屋久島を訪れた11回を振り返ると雨天だったことは、1割にも満たないです。「365日雨が降る」とも称される屋久島なのに、不思議ですよね?
日頃の行いがよっぽど良いのかしら?
いえいえ。(笑)
屋久島の雨は自給自足なのですね。日が昇って気温が上がると、島を取り囲む海から水蒸気が上昇して積乱雲になり、島の上空を覆います。これが雨をもたらすのですが、このような雲のでき方だと島全体が雨雲に覆われることはまずありません。
雲の動きは風と地形に左右されます。つまり、均等に雲が作られて行くのではなく、雲の厚いところと切れ間とがありながら成長してゆきます。
そのため、雲が集まり易い地形や風向きの場所には雨が多く降ります。反対に、そうでない場所ではほぼ毎日のように晴天に恵まれます。

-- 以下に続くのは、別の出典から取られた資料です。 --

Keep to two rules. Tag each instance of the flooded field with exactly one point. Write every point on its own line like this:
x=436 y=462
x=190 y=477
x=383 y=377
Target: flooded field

また、積乱雲が水蒸気をためこんで成長する前の午前中ならば、島内どこでも晴天です。山岳部でもそれは同じです。良い眺望を望むなら、早起きして午前中の早い時間に登頂できるように塩梅するのがお勧めです。
また、標高の高い場所ではまとまった雨が降りにくいです。雨粒はくっつきながら成長して地上に降り注ぎます。高山地帯だと、成長する間がないため粒が小さく、霧やもやとして現れます。
もちろん、これらはテレビの天気予報でいう「梅雨前線」などの高気圧と低気圧のせめぎ合うような気候の変化がある時とは別の次元でのお話です。
天候には、広い視点の気象変化と地域特性の強い気象変化が大きく影響します。両方への目配りをすると悪天候にぶち当たって哀しい思いをすることも減りますよ。